Ferran Jaén 17 Febrero 2012 - 10:25

A quienes nos hemos leído el libro de von Mises, sus más de mil páginas aproximadamente, no necesitamos que nos direcciones a un blog. Mises, como Marx y como tantos otros economistas, comete el error de considerar al trabajador como una mercancía y no lo es; entre otras razones porque asegura la demanda y porque tiene comportamientos de libre albedrío, cosa que un liberal debiera de haberse percatado y muchos aún están a tiempo.

Por lo que se refiere a los datos que nos facilita el profesor Pampillón, creo que, vistos en perspectiva temporal y a modo de hipótesis de trabajo, sugieren que España (así tomada en su conjunto y no por parcelas) se encamina hacia una economía de tipo latinoamericano, de fuerte dependencia exterior y empobrecimiento progresico interior con ciclos pronunciados. No es que ya estemos ahí, pero si se persiste en el camino de arruinar el mercado doméstico para beneficiar a las multinacionales y grandes empresas monopolistas de facto, entonces acaberemos allí y lo lamentarán muchos empresarios que ahora sólo miran la facilidad en despedir, cuando debieran mirar la facilidad en contratar.

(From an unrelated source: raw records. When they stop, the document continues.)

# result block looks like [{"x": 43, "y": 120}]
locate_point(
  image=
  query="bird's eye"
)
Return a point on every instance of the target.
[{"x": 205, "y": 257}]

Juan Garza 17 Febrero 2012 - 12:22

Estos datos hablan de como andan las Divisas

Fernando Peral 17 Febrero 2012 - 17:53

Estimado Ferrán,

Afirma usted que Mises considera al trabajador como una mercancía, y me parece que confunde el concepto del factor trabajo, y el actor económico que aporta dicho factor, cosa que no hace von Mises. Antes al contrario, von Mises es un firme defensor del indivudualismo y diferencia claramente a las personas del papel que desempeñan en la economía, de ahí su enfoque “praxeológico” (término acuñado en 1890 por Alfred Espinas), que centra su atención en el individuo y en su proceso de toma de decisiones, aplicable a cada individuo por separado. La lógica praxeológica postula que el hombre actúa; cuando actúa, prefiere unas cosas a otras; al actuar, persigue un fin, y el tiempo influye en sus preferencias y, por tanto, en su actuación. De ahí extrae el fundamento lógico de su teoría, llamada catalaxia o cataláctica, que es una visión teórica de la manera en que el mercado fija los precios y los intercambios en un contexto de orden espontáneo, que se produce sin necesidad de objetivos comunes ni planificados entre los actores económicos. Tal vez le convendría hacer una relectura más profunda de la obra de von Mises.